Auf der Fertigungsfläche führen thermische Schwankungen während des Burn-in-Prozesses sowie bei der Erhitzung des Fotoleitmittels nicht nur dazu, dass die Qualität der Produkte beeinträchtigt wird – sie können diese Qualität sogar völlig zerstören. Eine Uneinheitlichkeit von 0,5 °C auf der Waferoberfläche führt zu einem Gradienten im Fotoleitmittel. Dieser Gradient wiederum verursacht nach der Belichtung und Entwicklung dimensionale Fehler. Man braucht daher eine Heizquelle, die wie ein echter Prozessparameter behandelt werden kann – und nicht als unberechenbarer Faktor.
Was wirklich wichtig ist
Wir haben unsere Heizlampen für den Burn-in-Test an Kurzwellen-NIR-Kvarsender angepasst. Diese liefern Energie schnell und gezielt – mit präziser Spektralkontrolle. Dadurch bleibt die Temperatur auf der Waferoberfläche innerhalb von ±0,1 °C konstant. Zudem ermöglichen diese Lampen wiederholbare Erhitzungsprozesse – von sanfter bis zu intensiver Erhitzung. Die thermische Reaktion ist schnell genug, um stabile Temperaturen zu erzielen, ohne dass es zu Überschreitungen kommt. Das System ist außerdem für den Einsatz in Reinräumen der Klassen 1–100 geeignet – dank Materialien mit geringer Gasemission sowie einer Konstruktion, die an der Heizstelle keine Partikel erzeugt. Die Leistung bleibt über 5.000 Stunden hinweg stabil – mit weniger als 5 % Intensitätsverlust. So bleibt das thermische Gleichgewicht von Charge zu Charge konstant.

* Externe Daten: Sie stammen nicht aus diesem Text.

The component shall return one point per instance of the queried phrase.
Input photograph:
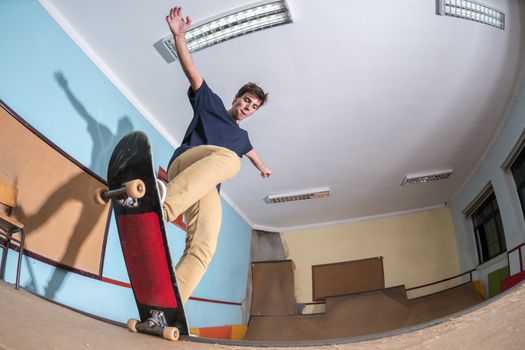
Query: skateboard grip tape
(146, 259)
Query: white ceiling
(362, 93)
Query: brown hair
(255, 90)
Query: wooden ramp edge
(30, 322)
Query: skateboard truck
(156, 324)
(127, 195)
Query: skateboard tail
(147, 254)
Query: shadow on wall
(103, 143)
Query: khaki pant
(193, 177)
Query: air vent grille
(297, 196)
(427, 177)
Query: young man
(209, 155)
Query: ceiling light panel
(471, 10)
(255, 17)
(297, 196)
(427, 177)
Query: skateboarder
(209, 155)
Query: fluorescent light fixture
(471, 10)
(427, 177)
(298, 196)
(245, 20)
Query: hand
(61, 80)
(176, 22)
(265, 173)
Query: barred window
(488, 228)
(518, 171)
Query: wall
(417, 248)
(54, 86)
(490, 170)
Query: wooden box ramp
(347, 277)
(63, 224)
(273, 288)
(364, 313)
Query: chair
(9, 226)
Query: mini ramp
(29, 322)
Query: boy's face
(244, 106)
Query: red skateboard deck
(138, 211)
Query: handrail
(518, 248)
(443, 280)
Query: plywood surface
(55, 199)
(347, 277)
(273, 288)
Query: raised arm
(258, 163)
(178, 26)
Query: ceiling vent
(427, 177)
(297, 196)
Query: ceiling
(362, 93)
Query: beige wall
(417, 248)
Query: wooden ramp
(29, 322)
(364, 313)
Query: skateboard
(136, 197)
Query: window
(518, 171)
(488, 229)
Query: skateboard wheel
(135, 189)
(170, 333)
(132, 325)
(162, 190)
(98, 195)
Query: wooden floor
(29, 322)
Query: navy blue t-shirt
(212, 125)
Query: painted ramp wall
(50, 83)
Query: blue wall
(52, 84)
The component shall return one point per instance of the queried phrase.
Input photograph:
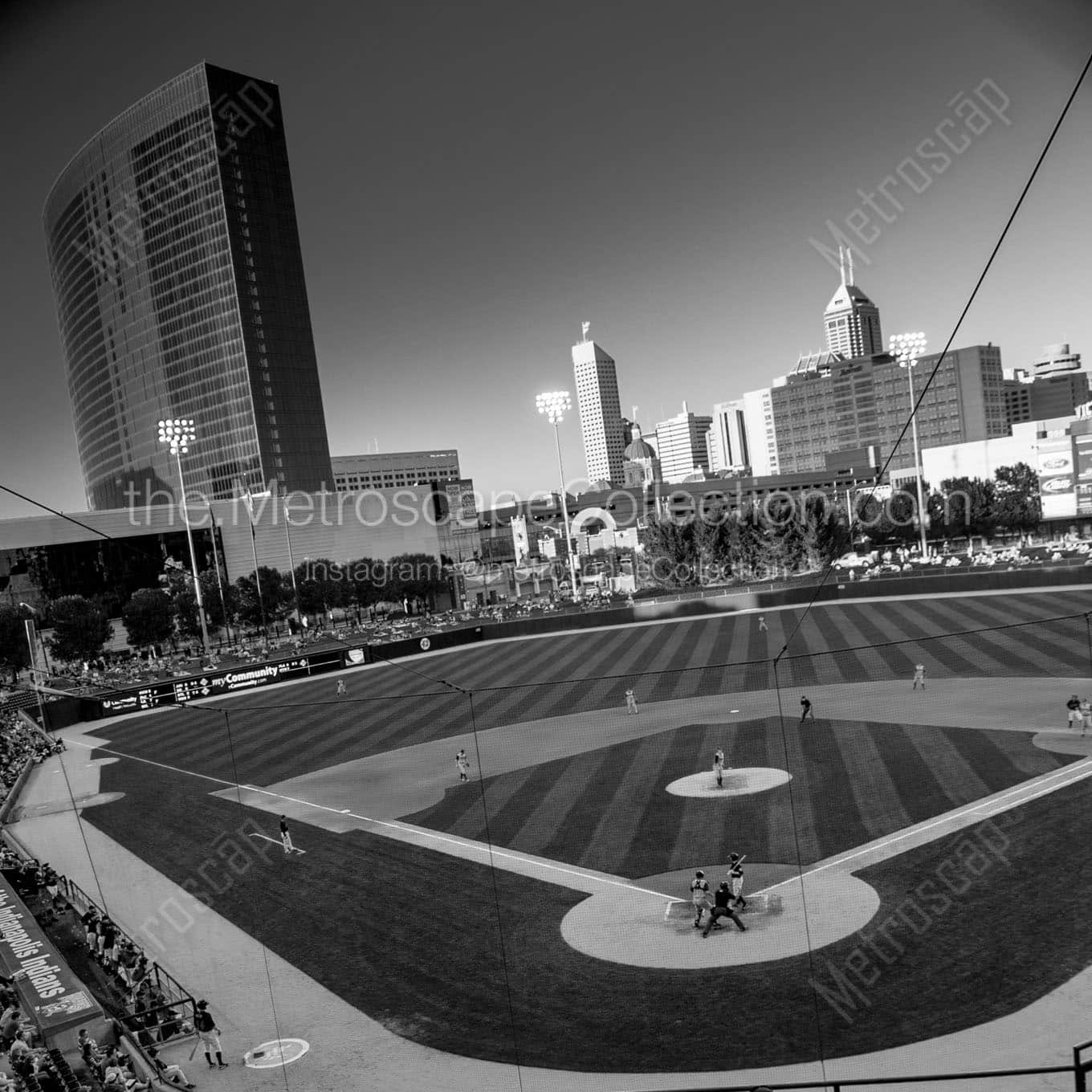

Warum das genau das richtige System ist
Beim Burn-in-Test sowie bei Prüfverfahren muss das Bauteil einem realistischen thermischen Stress ausgesetzt werden – ohne dass störende Einflüsse durch das Verpackungsmaterial entstehen. Bei der Lithografie wiederum benötigt das Fotoleitmittel eine gleichmäßige Erhitzung über die gesamte Waferoberfläche. Unsere Lampen gewährleisten diese Genauigkeit – bei gleichzeitig niedrigem Energieverbrauch und langen Wartungsintervallen. Dadurch kann man die kritischen Abmessungen besser kontrollieren, es kommen weniger Rückarbeiten vor – und die Betriebszeit kann besser geplant werden. Kein Hin- und Herlaufen wegen unerwarteter Temperaturschwankungen mitten in der Nacht mehr.
Worauf man achten muss
Diese Lampen sind zwar kompakt, doch ihre thermische Dichte ist hoch. Die Installation erfordert eine ordnungsgemäße thermische Isolation von den benachbarten Komponenten sowie eine ordnungsgemäße Entlüftung. Andernfalls können nahegelegene Kunststoffe und Kabel beschädigt werden. Die Lampen passen problemlos in Standardgehäuse – doch die Anpassung der Position des Emitters zur Waferoberfläche muss präzise erfolgen. Setzen Sie die Einstellungen einmal fest, dokumentieren Sie sie und sichern Sie sie ab.